The 1000 Islands. A gaggle of little rocky brothers and sisters rising out of the water between the US and Canadian boarder. It’s sights and sounds are so delicious they named a salad dressing in it’s honor. Seen best by houseboat one feels like a space traveler exploring a densely populated solar system, bopping from one little green planet to another. But to lose yourself in these boarder waters aboard a space ship houseboat one needs a wad of cash substantial in height and girth.
If you have a bike and a budget the smooth roads of the 1000 Islands largest isle, Wolfe Island, will offer just as much adventure and scenery with added security: The ability to have of both feet, or wheels, firmly planted on the ground. Flat land and cycling, to me, are a pretty great combination. And Wolfe Island has it down. Strait roads, hills not mountains, and street names you can remember. These features combine to make an experience full of leisure, ease, and beauty. It is a vacation disguised as a workout. If your looking for a challenge go to the fucking Alps.
The island is best accessed from Canada. Kingston, Ontario has a free ferry that runs over the St. Lawrence river every 30 min until about 1:30 AM. It only takes 20 min to make the cross.
On the island you can wander very well, but road signs help you find the best spots for a picnic, a camp, a hike, a walk on the beach, or a quick shag. Bovine, grain, and horse farms line the roads. The livestock are friendly, they walk right up to you and expect a handful of grass. And be aware, as a local told us; “Careful of the stags.”
The many wind turbines of Wolfe Island create an otherworldly sensation when biking along it’s long roadways. They spin with in height with a lumbering grace, like tall lazy sentries. An unnatural and permanent feature on an island of unique natural beauty. I’ll say they add to the experience of Wolfe Island. One can not help but to be in awe, their sweeping movements of revelry and environmentalism, and I got to say, getting closed to these gentile still giants gave me a little bit of a hard on. But the trees make a good shot as well.
If you are a photographer you may make the mistake of taking a fuckload of wind-turbine glamour shots only to find out the 1000’s of photos you took of wind turbines are actually really fucking boring. Don’t make the same mistake I did.

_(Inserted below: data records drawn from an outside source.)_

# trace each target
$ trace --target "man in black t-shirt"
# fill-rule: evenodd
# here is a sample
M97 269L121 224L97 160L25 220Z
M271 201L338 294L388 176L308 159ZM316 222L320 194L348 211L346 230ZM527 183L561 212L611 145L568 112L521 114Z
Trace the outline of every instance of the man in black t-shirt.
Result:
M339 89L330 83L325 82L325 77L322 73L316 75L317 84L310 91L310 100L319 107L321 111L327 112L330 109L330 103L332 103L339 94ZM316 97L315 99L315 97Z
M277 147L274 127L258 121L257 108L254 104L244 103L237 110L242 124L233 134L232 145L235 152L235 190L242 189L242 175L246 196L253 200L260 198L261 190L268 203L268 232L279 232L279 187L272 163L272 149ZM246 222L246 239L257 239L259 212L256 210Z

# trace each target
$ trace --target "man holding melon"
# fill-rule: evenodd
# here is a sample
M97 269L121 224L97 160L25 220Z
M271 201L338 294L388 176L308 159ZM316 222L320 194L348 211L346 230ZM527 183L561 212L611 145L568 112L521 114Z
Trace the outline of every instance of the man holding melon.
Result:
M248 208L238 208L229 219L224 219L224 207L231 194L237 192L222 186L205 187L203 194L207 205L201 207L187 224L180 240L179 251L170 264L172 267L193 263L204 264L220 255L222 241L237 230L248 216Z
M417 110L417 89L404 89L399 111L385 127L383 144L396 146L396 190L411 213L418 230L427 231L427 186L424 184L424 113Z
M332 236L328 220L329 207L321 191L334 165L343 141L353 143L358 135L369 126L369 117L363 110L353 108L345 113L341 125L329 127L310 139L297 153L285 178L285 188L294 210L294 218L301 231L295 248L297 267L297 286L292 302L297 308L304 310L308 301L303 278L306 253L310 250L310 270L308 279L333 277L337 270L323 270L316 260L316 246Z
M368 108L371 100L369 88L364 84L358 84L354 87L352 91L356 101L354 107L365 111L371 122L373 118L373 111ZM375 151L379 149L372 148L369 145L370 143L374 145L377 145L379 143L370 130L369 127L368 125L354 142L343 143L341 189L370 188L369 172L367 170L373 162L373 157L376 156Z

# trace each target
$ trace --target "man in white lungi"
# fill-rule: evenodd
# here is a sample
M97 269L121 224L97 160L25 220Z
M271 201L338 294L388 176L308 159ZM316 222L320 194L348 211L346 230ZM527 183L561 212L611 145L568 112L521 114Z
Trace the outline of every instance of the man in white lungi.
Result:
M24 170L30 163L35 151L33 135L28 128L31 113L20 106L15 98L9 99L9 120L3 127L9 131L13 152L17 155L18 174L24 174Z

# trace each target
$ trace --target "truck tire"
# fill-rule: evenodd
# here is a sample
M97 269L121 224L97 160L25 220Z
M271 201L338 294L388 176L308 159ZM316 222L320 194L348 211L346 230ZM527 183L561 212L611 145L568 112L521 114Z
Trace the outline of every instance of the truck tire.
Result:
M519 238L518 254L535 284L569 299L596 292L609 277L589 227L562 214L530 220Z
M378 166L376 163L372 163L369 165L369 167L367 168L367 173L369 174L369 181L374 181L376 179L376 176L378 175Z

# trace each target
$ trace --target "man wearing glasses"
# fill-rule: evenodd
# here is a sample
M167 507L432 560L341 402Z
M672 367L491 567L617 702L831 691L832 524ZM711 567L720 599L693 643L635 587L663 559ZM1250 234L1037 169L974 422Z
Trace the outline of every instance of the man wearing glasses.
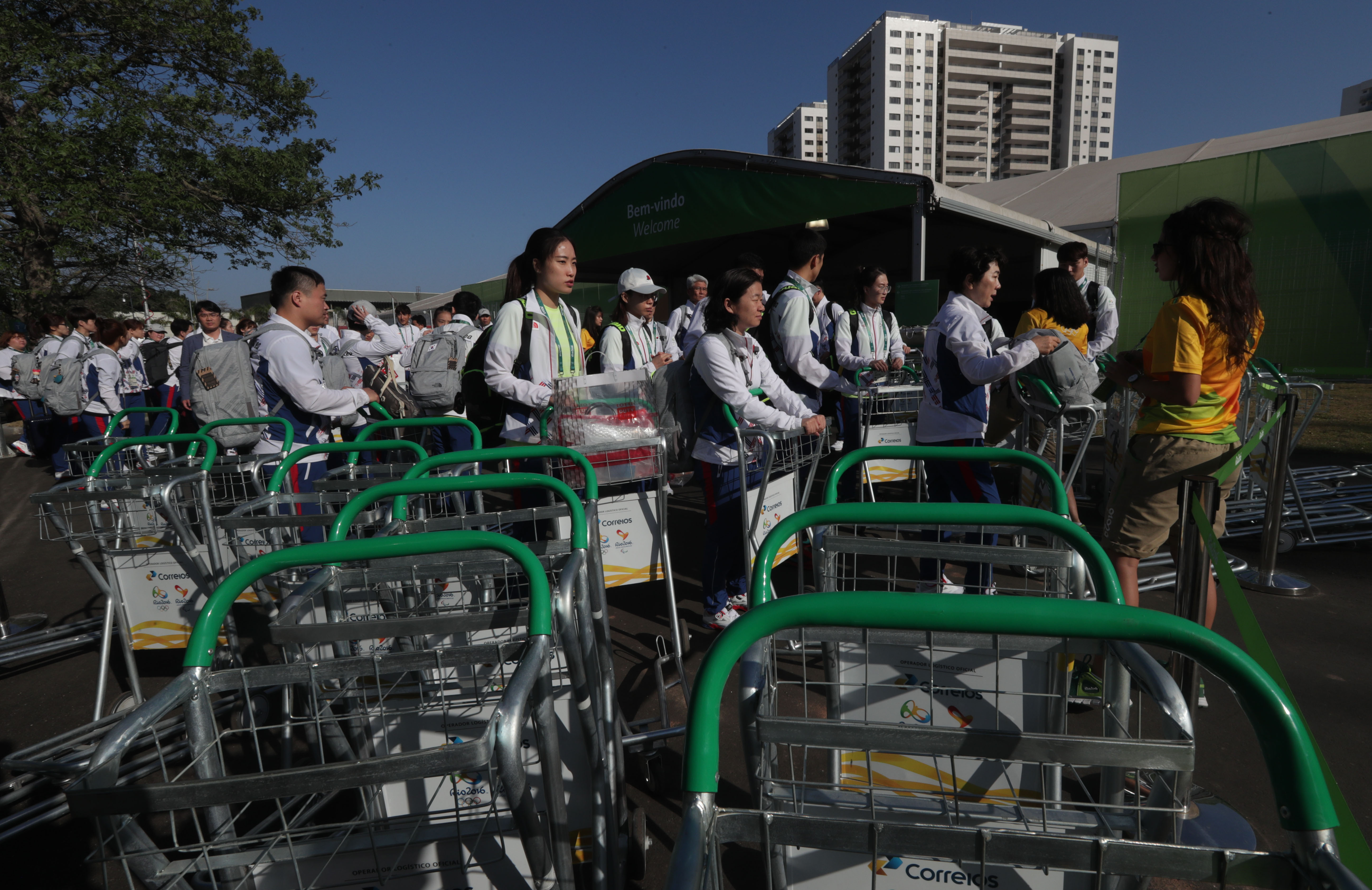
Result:
M191 369L195 368L195 354L202 346L211 343L232 343L240 339L232 330L224 329L224 315L220 306L210 300L200 300L195 304L195 318L200 322L200 329L188 336L181 343L181 366L177 369L177 380L181 387L181 407L191 410Z
M1085 241L1067 241L1058 248L1058 266L1072 273L1081 296L1087 300L1087 309L1091 310L1091 321L1087 322L1087 361L1095 362L1098 355L1110 350L1120 333L1120 310L1115 309L1110 288L1096 281L1087 281L1089 262L1091 254Z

Nirmala and I ventured to the Big Sandy Bay on the south western edge of the island. And Big Sandy bay is just that; a large shapely crescent of land, it’s rind made of fine, fine sand.
One amazing feature absent from the bay’s name are the enormous population of round smooth rocks. Skinny and light I have never been to a beach better suited for skipping stones. When the wind is calm the shape of the bay tunes it’s nestled water to glass. I have never had a better time throwing rocks on water.
The bay would also make an amazing camping spot. Hitch a tent and spread some sleeping bags over the sand like butter. Take some of the larger stones, pile them up and top it off with some dry driftwood and make a fire, just like these very odd folks in the picture below.
Big Sandy Bay is just one of many attractions found on Wolfe Island. You can ride in any direction and find something that’s worth making the trip for. But, wherever you end up exploring there is always one common feature that spreads across the whole island. Magic Hour. It is fucking jaw dropping.
Near the end of magic hour dark tones silhouette birds that fly together in the hundreds.
The sun sinks fast, the islands rapid drop in temperature creates a shroud of mist that rolls over the farmland and into the water where it disappears as if never there. It’s a sensory experience so good you’ll swear it was a gift from god.
But don’t leave it too late, the roads are not lit and cars drive fast. Make sure you are close to the ferry crossing by the time magic hour hits and you should be alright.
Hey, don’t worry too much. Pack a lunch, shift your bike to the first gear and ride until dusk.